Comment démontrer qu’aucune image – même dans le documentaire – n’est objective ? Que le choix des angles de caméra, la profondeur de champ, la focale, tout cela est plus qu’un métier, mais bien un art, tout ce que justement nous défendons ici ?
Auschwitz Project, le documentaire d’Emil Weiss qui passe en ce moment sur Arte, le démontre.
S’attaquant à ce sujet ultra rebattu, Weiss veut le traiter journalistiquement sur un autre angle, et propose donc autre chose à voir. Filmé entièrement par drone, à haute altitude au-dessus des rocades de la ville d’Oświęcim, ou au raz du sol, dans les couloirs barbelés d’Auschwitz I, sa mise en scène tient parfaitement le propos.

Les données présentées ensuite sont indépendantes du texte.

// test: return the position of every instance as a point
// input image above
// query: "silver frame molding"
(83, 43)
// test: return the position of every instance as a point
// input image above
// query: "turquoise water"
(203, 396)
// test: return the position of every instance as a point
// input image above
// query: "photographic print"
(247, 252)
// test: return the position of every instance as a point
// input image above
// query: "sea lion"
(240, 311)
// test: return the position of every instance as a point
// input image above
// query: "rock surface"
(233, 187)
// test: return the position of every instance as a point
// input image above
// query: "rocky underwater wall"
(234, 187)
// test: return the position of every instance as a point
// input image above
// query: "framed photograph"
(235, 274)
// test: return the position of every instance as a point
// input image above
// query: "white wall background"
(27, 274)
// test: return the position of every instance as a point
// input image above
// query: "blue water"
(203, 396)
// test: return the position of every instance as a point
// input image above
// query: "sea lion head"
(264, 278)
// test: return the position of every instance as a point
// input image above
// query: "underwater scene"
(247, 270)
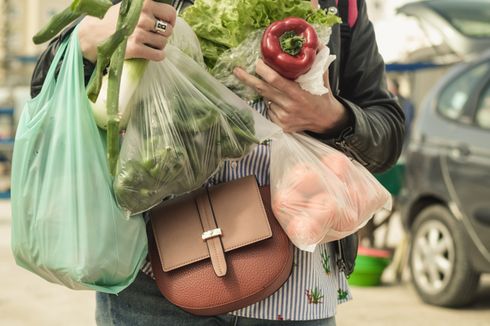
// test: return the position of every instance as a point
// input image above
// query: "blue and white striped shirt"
(315, 285)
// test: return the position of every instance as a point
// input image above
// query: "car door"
(465, 165)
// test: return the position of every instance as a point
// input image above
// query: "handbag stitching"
(194, 260)
(208, 219)
(261, 204)
(284, 266)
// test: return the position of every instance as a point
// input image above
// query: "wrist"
(335, 119)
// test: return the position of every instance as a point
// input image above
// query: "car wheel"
(440, 269)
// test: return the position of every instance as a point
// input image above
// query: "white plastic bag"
(319, 194)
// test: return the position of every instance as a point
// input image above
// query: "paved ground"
(26, 299)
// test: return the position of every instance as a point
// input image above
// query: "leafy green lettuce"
(224, 24)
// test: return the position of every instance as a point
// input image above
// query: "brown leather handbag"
(219, 249)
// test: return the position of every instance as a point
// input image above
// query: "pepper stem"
(291, 43)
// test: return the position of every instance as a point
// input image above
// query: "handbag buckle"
(211, 234)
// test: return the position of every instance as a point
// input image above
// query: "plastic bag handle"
(50, 76)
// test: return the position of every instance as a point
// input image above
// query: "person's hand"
(143, 43)
(293, 108)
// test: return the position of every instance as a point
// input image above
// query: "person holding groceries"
(357, 116)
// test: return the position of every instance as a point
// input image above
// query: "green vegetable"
(224, 24)
(77, 8)
(133, 70)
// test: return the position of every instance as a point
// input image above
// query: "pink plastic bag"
(318, 193)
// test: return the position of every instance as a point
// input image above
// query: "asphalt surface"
(26, 299)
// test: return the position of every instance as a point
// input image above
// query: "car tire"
(440, 269)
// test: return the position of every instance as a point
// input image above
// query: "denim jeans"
(142, 304)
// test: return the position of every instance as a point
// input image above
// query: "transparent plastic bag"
(184, 124)
(319, 194)
(66, 224)
(245, 55)
(184, 38)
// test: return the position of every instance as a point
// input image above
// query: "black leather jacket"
(357, 78)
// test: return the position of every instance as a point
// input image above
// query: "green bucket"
(368, 270)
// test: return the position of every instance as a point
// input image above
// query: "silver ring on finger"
(268, 104)
(161, 26)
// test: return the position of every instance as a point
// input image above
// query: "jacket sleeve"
(45, 59)
(375, 137)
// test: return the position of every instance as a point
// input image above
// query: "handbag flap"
(238, 211)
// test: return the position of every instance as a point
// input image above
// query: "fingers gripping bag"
(183, 126)
(318, 193)
(66, 224)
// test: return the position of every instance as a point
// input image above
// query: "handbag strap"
(211, 234)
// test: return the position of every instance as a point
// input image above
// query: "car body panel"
(448, 161)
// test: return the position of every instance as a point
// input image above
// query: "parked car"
(445, 203)
(454, 30)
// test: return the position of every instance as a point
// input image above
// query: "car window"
(454, 97)
(471, 18)
(483, 109)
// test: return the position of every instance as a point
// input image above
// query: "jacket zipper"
(340, 260)
(341, 142)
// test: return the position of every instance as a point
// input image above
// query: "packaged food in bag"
(318, 193)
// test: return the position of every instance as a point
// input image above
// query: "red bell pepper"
(289, 46)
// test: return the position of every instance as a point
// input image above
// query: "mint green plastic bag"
(66, 225)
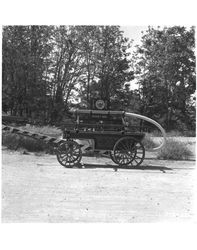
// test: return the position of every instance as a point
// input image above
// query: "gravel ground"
(36, 188)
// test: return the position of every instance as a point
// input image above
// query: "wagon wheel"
(128, 151)
(69, 153)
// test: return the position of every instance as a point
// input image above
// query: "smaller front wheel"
(69, 153)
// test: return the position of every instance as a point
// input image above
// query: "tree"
(166, 74)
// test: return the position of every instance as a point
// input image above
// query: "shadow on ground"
(143, 167)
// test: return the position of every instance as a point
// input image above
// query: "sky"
(134, 32)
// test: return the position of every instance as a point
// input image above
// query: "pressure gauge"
(100, 104)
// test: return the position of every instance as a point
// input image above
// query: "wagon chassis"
(123, 146)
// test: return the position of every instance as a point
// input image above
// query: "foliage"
(47, 70)
(174, 150)
(165, 65)
(16, 142)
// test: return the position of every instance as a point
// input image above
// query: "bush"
(45, 130)
(174, 150)
(14, 142)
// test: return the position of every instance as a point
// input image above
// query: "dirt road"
(38, 189)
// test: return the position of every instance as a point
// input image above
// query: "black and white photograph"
(98, 123)
(98, 126)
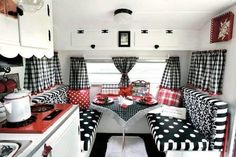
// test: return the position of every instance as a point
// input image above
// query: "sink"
(9, 148)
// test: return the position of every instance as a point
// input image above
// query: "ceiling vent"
(122, 15)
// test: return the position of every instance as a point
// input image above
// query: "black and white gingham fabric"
(40, 73)
(78, 74)
(89, 120)
(208, 115)
(175, 134)
(110, 89)
(207, 70)
(57, 69)
(58, 95)
(124, 65)
(171, 75)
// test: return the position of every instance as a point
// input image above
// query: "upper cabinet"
(139, 40)
(9, 30)
(155, 39)
(28, 34)
(35, 29)
(93, 39)
(8, 23)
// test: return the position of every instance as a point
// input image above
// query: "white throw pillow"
(176, 112)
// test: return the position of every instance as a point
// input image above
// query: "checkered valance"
(171, 75)
(207, 69)
(78, 73)
(42, 73)
(124, 65)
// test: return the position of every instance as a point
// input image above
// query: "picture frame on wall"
(124, 39)
(222, 27)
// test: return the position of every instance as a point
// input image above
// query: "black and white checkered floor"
(100, 145)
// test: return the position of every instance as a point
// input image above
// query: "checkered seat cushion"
(175, 134)
(112, 89)
(89, 120)
(208, 115)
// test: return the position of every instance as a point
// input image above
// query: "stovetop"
(43, 116)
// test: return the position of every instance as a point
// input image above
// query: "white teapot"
(17, 106)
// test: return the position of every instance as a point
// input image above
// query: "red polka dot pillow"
(80, 97)
(169, 97)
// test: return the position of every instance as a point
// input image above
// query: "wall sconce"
(93, 46)
(156, 46)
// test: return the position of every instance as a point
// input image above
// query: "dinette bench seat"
(203, 129)
(89, 119)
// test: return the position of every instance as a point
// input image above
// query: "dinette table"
(125, 116)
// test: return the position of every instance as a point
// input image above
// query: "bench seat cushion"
(175, 134)
(89, 120)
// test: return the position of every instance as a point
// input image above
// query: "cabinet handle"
(46, 150)
(49, 35)
(48, 8)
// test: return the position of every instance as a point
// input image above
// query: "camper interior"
(102, 78)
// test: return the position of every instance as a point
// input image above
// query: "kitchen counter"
(38, 140)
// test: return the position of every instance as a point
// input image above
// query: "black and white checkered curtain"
(207, 69)
(57, 69)
(171, 76)
(78, 73)
(124, 65)
(40, 73)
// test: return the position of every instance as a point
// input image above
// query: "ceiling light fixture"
(122, 15)
(29, 5)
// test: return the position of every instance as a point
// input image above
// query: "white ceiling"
(147, 14)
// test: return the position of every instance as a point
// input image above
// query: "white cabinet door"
(34, 28)
(84, 40)
(155, 37)
(107, 40)
(65, 142)
(9, 30)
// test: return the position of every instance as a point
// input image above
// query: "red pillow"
(126, 91)
(80, 97)
(169, 97)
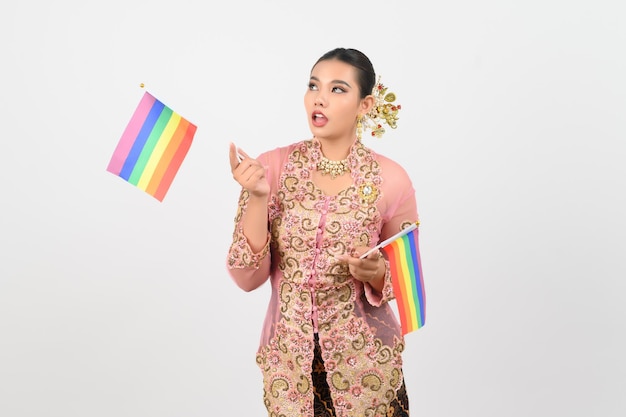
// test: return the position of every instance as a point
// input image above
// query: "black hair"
(366, 76)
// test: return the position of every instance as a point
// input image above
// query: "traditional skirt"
(323, 404)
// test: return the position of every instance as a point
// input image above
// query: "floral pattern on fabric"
(313, 293)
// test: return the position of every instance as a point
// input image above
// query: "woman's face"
(332, 101)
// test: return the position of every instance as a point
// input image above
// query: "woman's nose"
(320, 100)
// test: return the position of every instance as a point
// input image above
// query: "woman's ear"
(366, 104)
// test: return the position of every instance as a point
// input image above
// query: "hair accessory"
(383, 111)
(359, 126)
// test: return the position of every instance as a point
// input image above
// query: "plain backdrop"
(512, 129)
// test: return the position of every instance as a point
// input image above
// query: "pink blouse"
(312, 292)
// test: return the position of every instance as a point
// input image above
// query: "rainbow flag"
(152, 147)
(402, 251)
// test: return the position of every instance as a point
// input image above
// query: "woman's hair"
(366, 76)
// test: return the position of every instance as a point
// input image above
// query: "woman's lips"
(319, 119)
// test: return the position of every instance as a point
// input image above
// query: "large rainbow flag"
(152, 147)
(402, 251)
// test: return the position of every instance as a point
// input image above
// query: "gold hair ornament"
(383, 111)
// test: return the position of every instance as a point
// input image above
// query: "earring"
(359, 127)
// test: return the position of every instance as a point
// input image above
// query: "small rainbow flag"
(402, 251)
(152, 147)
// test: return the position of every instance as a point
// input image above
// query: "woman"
(330, 345)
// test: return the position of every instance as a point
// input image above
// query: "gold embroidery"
(368, 193)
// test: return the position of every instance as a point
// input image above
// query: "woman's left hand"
(370, 269)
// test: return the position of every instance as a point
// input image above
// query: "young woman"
(331, 345)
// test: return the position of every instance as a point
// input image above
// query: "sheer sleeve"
(399, 209)
(249, 270)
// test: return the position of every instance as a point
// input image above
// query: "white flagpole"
(401, 233)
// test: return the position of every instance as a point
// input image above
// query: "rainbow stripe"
(408, 282)
(152, 147)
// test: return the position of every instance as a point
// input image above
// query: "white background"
(512, 129)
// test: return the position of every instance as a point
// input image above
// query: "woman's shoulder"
(389, 167)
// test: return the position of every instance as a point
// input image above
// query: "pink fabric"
(312, 292)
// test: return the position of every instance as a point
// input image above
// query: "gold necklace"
(333, 168)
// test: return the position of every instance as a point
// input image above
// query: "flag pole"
(401, 233)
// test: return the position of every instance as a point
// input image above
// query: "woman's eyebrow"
(333, 81)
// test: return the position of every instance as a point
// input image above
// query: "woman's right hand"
(249, 173)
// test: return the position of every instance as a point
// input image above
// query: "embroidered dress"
(313, 294)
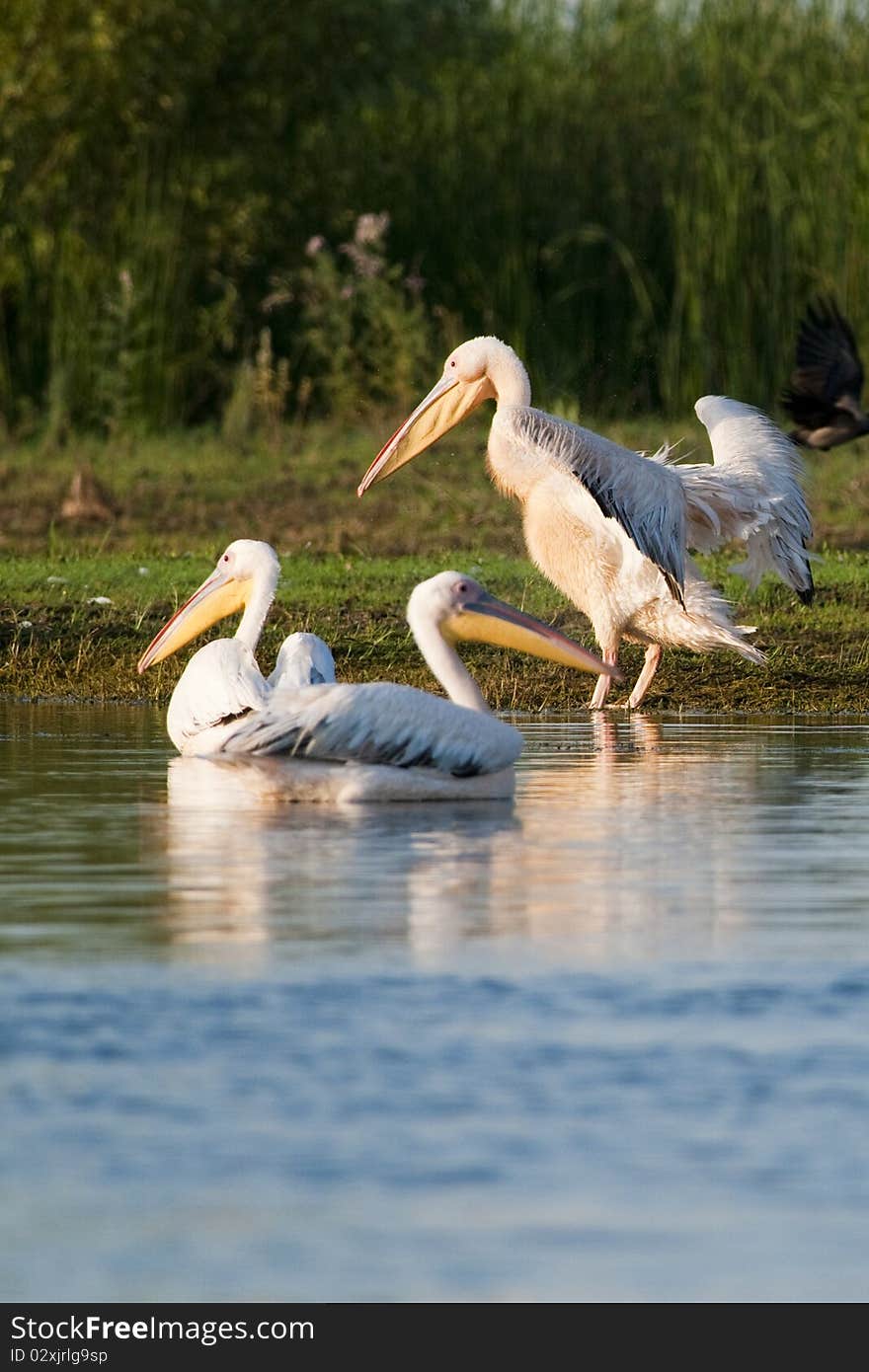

Ce n’est pas un documentaire de plus sur l’Holocauste, mais comme son nom l’indique sur le « projet » Auschwitz. Un projet à la fois militaire, industriel et idéologique. Car Auschwitz n’est pas seulement la camp d’extermination de million de personnes, c’était aussi une caserne militaire, des fermes, des étangs piscicole, des laboratoires scientifiques, et un vaste complexe pétrochimique IG Farben (où travaillai Primo Levi). Ce point de vue, qu’on appelle God’s eye en cadrage est parfait pour comprendre à la fois l’ampleur géographique et l’ambition totalitaire du projet nazi.
Cette vue d’en haut, planante et silencieuse comme la mort, est tout aussi éducative que terrifiante.